On August 15 2011, Stanford professor Andrew Ng uploaded an intro video to YouTube for his free online Machine Learning course. On that same day, The New York Times featured his course (along with two other Stanford courses).
The popularity of his Machine Learning course would lead him and Daphne Koller (another Stanford professor) to launch Coursera a few months later.
Exactly six years later on August 15 2017, the first classes from Andrew Ng’s Deep Learning Specialization on Coursera will go live.
A lot has changed in the last six years
8 million learners have signed up for his Machine Learning course. Andrew Ng is no longer at Coursera full time, but acts as the co-chairman of the board. He left Coursera in May 2014 to join Baidu.

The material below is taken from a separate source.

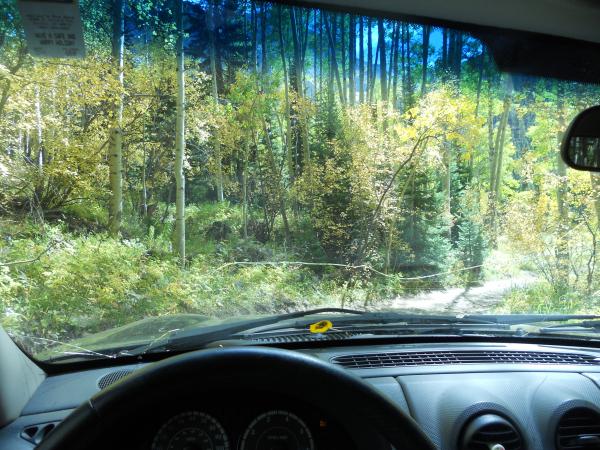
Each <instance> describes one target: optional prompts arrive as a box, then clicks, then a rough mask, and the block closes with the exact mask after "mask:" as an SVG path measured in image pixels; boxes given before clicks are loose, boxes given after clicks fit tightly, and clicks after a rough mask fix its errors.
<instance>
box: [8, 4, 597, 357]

Back when Andrew first launched his Machine Learning course, “deep learning” wasn’t really part of our vocabulary. But in the past few years, deep learning has exploded in popularity and real world application. This might explain why Andrew Ng left Coursera to join Baidu and lead its AI lab.
The Deep Learning Specialization consists of five different courses. The courses are free to take, but you need to sign up for a subscription of $49/month if you want access to the graded assignments or earn certificates. There is a seven day free trial. The individual courses are free, but you need to visit the course pages separately (you can’t sign up to them from the Specialization page).
Though the courses officially start on 15 August, the course materials for the first three courses are already available. The individual courses are free to Audit, but you need to visit the course pages separately. You cannot sign up for these courses from the Specialization page. Follow the links below to sign up for the courses individually for free:
- Neural Networks and Deep Learning
- Improving Deep Neural Networks: Hyperparameter tuning, Regularization, and Optimization
- Structuring Machine Learning Projects
- Convolutional Neural Networks
- Sequence Models
The Specialization is targeted towards those learners who are trying to break into a career in Artificial Intelligence. Unlike his previous Machine Learning course which used Octave (an open source replacement for Matlab), Andrew’s new Specialization uses Python.
An interesting aspect of the Deep Learning courses is that learners don’t need to install anything to do the programming assignments. They are all done using Jupyter Notebooks hosted by Coursera. Coding can be done directly without leaving the browser.